CINCINNATI — The Cincinnati Reds weren’t sure at first how they would make artificial crowd noise sound authentic in an empty ballpark.
“We tried to do crowd noise internally at first – just with our full-time staff,” said Jami Itiavkase, the Reds’ Director of Productions. “But we learned very quickly, that was not going to be possible. This crowd noise is a full-time focused job.”
They found it’s a tough task trying to replace the sound of thousands of fans.
“Nothing replaces fans at a ballpark," said Nick Wiget, who has worked behind the scene for the team since 2014. "That goes without saying."
Wiget has a fair perspective on the matter, since he’s the guy the Reds chose to operate the crowd noise.
“It made sense," said Itiavkase. "No other person came to mind. Nick is the guy.”
Wiget said he was hoping they’d ask.
The Reds gave him an iPad, with pages of buttons; each one represents a different crowd response.
The sounds come directly from the video game “MLB The Show.”
“There are about 30 responses," Wiget said. "There are no boos, thank goodness. I wouldn’t have the gall to boo anybody."
With the push of a button, the fake crowd erupts.
“It’s really a game of psychology in some ways,” explained Wiget. “I’m trying to think for a massive audience. How would they go about doing this?”
Even if the fake crowd is cheering for his hit, though, it’s not a hit with Reds first baseman Joey Votto.
“I’m guessing somebody not in uniform decided to put crowd noise up," Votto said. "I’d be astounded if somebody currently playing thinks that’s a good idea.”

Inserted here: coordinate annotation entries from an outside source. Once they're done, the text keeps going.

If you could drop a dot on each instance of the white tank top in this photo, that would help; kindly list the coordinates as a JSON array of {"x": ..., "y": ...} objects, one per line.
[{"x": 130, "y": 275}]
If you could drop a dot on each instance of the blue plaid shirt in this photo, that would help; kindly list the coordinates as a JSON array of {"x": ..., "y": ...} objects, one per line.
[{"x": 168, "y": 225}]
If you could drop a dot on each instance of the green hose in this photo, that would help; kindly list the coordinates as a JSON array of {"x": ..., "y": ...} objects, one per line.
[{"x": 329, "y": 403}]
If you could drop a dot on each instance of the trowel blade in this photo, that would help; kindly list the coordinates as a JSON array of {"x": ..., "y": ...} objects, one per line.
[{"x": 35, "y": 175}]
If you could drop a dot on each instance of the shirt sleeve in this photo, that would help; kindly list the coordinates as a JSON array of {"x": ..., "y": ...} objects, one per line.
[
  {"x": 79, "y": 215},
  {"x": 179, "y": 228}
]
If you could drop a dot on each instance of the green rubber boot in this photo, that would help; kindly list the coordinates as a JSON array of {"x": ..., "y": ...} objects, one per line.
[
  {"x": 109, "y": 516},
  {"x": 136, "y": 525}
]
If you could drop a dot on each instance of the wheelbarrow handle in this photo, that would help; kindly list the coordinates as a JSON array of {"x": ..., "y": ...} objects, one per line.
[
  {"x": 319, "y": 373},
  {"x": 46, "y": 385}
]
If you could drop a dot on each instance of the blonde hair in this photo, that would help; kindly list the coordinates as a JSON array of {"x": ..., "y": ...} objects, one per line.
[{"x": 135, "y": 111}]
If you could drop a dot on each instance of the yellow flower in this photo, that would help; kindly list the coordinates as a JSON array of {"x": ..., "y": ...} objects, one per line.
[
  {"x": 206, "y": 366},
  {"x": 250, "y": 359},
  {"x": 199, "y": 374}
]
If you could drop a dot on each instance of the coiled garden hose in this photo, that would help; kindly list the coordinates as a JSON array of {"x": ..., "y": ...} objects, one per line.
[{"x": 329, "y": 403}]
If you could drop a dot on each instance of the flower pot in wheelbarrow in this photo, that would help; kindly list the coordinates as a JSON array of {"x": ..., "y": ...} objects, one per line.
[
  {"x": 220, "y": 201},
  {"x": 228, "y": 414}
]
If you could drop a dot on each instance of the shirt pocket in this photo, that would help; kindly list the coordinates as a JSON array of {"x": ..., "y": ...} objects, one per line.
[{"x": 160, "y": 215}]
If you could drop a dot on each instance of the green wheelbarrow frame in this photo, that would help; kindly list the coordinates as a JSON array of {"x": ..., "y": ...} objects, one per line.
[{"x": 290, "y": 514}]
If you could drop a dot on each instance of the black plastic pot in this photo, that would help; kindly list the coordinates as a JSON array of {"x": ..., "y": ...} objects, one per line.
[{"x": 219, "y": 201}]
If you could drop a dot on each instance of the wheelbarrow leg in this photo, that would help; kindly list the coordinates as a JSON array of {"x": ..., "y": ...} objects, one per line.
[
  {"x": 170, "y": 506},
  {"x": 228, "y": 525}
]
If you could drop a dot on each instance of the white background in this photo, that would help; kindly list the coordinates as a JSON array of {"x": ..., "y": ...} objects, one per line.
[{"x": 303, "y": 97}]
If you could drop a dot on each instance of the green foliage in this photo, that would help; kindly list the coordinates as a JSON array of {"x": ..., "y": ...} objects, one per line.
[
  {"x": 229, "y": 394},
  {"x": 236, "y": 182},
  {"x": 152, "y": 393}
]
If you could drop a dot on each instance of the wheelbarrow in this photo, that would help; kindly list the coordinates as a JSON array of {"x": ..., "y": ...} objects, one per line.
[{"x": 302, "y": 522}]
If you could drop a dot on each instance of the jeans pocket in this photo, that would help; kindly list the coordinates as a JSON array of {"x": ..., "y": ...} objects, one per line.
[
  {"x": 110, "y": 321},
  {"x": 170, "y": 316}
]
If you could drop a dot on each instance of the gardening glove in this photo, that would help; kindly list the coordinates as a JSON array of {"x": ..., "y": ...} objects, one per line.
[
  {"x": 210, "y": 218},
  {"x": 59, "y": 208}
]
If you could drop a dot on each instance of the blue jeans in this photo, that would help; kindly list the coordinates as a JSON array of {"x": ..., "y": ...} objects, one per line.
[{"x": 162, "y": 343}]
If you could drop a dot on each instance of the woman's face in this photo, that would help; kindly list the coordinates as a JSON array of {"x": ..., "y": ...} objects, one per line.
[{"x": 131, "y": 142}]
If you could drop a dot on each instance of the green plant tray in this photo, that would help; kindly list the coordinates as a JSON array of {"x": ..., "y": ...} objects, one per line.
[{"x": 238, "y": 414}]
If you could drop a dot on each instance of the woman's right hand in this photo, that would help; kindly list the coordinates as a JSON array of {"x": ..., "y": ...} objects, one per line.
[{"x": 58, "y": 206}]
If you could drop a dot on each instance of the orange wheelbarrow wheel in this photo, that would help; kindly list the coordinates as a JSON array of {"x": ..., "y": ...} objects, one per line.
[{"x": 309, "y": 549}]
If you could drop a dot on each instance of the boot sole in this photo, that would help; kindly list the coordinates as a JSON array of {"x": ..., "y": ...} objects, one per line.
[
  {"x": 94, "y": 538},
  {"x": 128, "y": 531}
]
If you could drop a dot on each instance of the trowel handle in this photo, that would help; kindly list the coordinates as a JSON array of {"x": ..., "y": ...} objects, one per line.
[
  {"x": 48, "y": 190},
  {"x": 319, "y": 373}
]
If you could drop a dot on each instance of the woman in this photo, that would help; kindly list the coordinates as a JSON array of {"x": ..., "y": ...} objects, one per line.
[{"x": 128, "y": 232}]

The seats may be empty, but you’d never know it by listening.
“I hope that in some form or fashion, I can replicate – to a point – what it would sound like if we had those thousands of fans in the stands,” Wiget said.
He said he doesn't plan to add Crowd Noise Operator as a title on his business card, but said he might make a T-shirt that reads “The Crowd 2020."